Certamente estamos falando de um plano ideal, eidético. De um modelo para o melhor governo possível. Um modelo que não impeça, em hipótese alguma, a educação para a virtude e a conseqüente imitação do bem — tendo este último como causa exemplar os homens que buscam a santidade. Um regime que não dê às costas ao que diz o Apóstolo, com perfeita ciência das implicações de sua afirmação: "Sede meus imitadores". Ou seja: que propicie a imitação do bem na maior escala possível, com o intuito de evitar o caos social e o aumento da maldade em progressão geométrica, fatos a que hoje assistimos atônitos.
* Nunca é demais registrar que esta premissa está a zilhões de anos-luz do leitmotiv liberal, segundo o qual a ética e a política estão formalmente separadas, como paralelas que nem mesmo no infinito se encontram. Na visão clássica de Aristóteles — seguida neste ponto de perto por Santo Tomás —, uma pessoa não se torna política para, depois, tentar ser ética, mas ao contrário: o exercício da política já pressupõe a posse habitual das virtudes éticas. Como costuma dizer o Prof. Carlos Nougué, uma Comissão de Ética no Senado, como a que há em nossa Casa Legislativa, por exemplo, só poderia tornar-se realidade num mundo loucamente liberal, para o qual a ética é questão de foro privado e a política se refere tão-somente ao exercício do poder, e das coisas a ele relacionadas.

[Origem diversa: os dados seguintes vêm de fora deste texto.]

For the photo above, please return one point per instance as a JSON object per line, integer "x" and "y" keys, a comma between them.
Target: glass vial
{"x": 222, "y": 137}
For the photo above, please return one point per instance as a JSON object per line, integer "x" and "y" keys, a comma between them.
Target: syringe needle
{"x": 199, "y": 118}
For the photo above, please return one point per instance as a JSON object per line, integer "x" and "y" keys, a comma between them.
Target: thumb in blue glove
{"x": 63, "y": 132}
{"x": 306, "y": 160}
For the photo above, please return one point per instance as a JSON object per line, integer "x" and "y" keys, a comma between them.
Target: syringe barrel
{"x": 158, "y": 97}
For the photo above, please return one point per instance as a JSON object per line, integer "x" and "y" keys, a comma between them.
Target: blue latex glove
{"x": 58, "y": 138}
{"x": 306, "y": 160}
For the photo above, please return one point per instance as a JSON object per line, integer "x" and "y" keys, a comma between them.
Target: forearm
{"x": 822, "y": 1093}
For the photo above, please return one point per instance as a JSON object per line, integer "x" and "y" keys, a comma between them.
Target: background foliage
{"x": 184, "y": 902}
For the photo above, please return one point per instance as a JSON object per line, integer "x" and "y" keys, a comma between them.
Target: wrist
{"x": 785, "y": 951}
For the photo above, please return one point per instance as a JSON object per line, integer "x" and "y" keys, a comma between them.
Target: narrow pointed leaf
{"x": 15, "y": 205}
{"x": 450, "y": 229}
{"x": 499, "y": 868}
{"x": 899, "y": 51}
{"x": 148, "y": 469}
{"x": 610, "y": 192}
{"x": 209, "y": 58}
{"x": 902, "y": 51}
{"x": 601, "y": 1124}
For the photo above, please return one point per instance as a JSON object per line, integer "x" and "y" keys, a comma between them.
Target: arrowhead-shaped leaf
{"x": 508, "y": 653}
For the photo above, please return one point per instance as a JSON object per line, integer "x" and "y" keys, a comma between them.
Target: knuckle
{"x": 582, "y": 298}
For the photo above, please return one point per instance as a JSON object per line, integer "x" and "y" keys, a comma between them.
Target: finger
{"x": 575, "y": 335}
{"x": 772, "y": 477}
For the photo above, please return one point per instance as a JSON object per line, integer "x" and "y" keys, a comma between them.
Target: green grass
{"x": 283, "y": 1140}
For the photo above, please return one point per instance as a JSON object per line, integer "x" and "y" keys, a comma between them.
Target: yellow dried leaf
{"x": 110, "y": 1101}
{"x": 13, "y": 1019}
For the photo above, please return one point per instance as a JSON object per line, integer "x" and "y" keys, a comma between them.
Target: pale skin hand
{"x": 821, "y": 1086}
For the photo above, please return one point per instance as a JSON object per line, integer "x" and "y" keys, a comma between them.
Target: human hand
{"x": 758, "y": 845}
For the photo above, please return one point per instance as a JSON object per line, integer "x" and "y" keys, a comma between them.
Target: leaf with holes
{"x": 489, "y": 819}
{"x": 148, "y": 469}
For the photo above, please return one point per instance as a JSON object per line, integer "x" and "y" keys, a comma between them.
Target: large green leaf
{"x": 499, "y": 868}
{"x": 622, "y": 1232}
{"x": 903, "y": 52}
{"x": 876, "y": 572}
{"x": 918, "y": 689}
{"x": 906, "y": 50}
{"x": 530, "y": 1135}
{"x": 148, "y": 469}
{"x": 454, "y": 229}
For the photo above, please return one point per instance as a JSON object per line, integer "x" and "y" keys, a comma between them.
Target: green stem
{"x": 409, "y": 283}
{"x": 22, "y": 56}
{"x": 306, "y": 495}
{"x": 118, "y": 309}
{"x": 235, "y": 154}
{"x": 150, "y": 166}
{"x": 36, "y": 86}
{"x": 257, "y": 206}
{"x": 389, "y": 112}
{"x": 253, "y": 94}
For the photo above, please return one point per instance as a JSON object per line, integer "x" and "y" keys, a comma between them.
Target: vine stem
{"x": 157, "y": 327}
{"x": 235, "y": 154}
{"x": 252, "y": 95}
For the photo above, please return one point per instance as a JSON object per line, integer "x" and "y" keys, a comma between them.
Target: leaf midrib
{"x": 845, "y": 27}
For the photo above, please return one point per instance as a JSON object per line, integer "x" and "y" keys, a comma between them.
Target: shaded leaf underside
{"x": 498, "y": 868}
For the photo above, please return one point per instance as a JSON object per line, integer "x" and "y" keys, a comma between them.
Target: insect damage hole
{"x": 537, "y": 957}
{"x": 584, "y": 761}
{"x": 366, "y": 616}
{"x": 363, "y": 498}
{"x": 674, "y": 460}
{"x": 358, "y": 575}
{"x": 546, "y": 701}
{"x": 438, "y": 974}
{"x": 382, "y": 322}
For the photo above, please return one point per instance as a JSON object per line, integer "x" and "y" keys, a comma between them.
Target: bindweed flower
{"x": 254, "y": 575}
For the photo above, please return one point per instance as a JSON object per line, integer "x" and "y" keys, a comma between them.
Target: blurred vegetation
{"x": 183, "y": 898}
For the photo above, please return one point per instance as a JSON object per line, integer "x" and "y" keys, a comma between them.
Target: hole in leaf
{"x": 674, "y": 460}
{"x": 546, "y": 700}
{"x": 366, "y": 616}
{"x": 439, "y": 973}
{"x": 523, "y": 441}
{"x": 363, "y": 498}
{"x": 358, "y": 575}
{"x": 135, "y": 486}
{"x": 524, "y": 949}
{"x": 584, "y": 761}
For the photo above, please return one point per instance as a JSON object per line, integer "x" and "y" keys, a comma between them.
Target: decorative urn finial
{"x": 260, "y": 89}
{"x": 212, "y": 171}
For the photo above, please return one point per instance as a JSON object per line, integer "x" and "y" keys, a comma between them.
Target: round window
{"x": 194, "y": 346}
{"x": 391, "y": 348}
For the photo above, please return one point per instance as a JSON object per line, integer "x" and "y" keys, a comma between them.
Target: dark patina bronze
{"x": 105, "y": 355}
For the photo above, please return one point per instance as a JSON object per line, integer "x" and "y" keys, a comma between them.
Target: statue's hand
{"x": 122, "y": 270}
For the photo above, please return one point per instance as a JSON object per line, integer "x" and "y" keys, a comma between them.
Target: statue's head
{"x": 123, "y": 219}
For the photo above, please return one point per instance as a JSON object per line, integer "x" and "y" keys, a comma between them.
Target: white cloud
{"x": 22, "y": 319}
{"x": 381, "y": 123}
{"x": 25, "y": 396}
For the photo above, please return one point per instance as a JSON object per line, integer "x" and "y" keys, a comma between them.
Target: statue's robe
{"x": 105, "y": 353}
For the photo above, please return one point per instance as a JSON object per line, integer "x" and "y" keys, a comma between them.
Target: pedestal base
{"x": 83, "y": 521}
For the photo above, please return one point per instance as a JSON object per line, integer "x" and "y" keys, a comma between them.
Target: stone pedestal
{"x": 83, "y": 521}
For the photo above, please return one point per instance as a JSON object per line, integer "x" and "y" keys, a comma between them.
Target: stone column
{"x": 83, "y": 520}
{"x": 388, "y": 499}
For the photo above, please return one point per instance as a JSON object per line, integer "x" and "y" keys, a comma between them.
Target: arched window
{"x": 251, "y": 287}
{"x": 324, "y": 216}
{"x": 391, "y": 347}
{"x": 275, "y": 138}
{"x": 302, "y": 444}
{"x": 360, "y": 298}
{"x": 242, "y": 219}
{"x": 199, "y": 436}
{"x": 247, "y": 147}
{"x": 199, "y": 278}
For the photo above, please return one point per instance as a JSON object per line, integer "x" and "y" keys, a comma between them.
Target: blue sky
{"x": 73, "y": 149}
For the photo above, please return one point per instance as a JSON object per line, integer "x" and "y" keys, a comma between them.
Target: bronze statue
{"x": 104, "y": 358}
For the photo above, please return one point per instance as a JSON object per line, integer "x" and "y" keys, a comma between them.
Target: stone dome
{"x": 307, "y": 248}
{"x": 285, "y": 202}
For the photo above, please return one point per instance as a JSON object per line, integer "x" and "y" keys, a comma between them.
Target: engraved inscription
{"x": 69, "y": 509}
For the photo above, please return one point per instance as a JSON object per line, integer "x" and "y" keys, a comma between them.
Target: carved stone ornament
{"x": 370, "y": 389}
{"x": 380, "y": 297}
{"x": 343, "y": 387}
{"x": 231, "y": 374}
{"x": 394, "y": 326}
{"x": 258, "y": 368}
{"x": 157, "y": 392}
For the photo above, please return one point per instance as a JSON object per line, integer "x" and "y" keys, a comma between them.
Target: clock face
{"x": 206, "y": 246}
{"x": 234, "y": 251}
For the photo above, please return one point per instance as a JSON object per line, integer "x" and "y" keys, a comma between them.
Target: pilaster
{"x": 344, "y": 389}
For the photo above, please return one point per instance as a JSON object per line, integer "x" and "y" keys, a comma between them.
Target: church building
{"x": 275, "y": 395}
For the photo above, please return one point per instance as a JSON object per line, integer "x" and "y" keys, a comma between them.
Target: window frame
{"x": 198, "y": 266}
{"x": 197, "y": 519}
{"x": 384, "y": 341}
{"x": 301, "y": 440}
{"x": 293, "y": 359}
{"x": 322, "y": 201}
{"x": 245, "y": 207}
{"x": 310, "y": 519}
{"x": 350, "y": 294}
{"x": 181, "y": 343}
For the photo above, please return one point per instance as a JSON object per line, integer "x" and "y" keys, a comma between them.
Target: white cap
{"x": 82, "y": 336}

Em tempo: Quando friso ser monarquista por princípio, quero dizer com este itálico que mesmo neste regime não creio ser possível a realização do bem comum se não se derem algumas precondições fundamentais. Um exemplo dos escolhos a evitar: sabemos que a Monarquia brasileira teve, desde sempre, ligações com a maçonaria (vejam-se os casos de Pedro I e Pedro II, e de alguns próceres dos seus respectivos governos), o que explica o fato de desde os seus primórdios trazer ela o gérmen da própria dissolução, pois embora parte da maçonaria fosse, no começo do século XIX, a favor de uma Monarquia constitucional, a outra, mais forte, era a favor da proclamação da República; esta última tinha a seu lado o peso de uma verdadeira conspiração internacional contra o Estado católico. Nisto, a propósito, consistiu a Revolução Francesa, como se pode ver nesta aula magna do Prof. Fedeli.
Quando, pois, digo Monarquia católica, refiro-me com a expressão a uma forma de governo que segue os ditames da Igreja, sem concessões a seus inimigos materiais ou espirituais.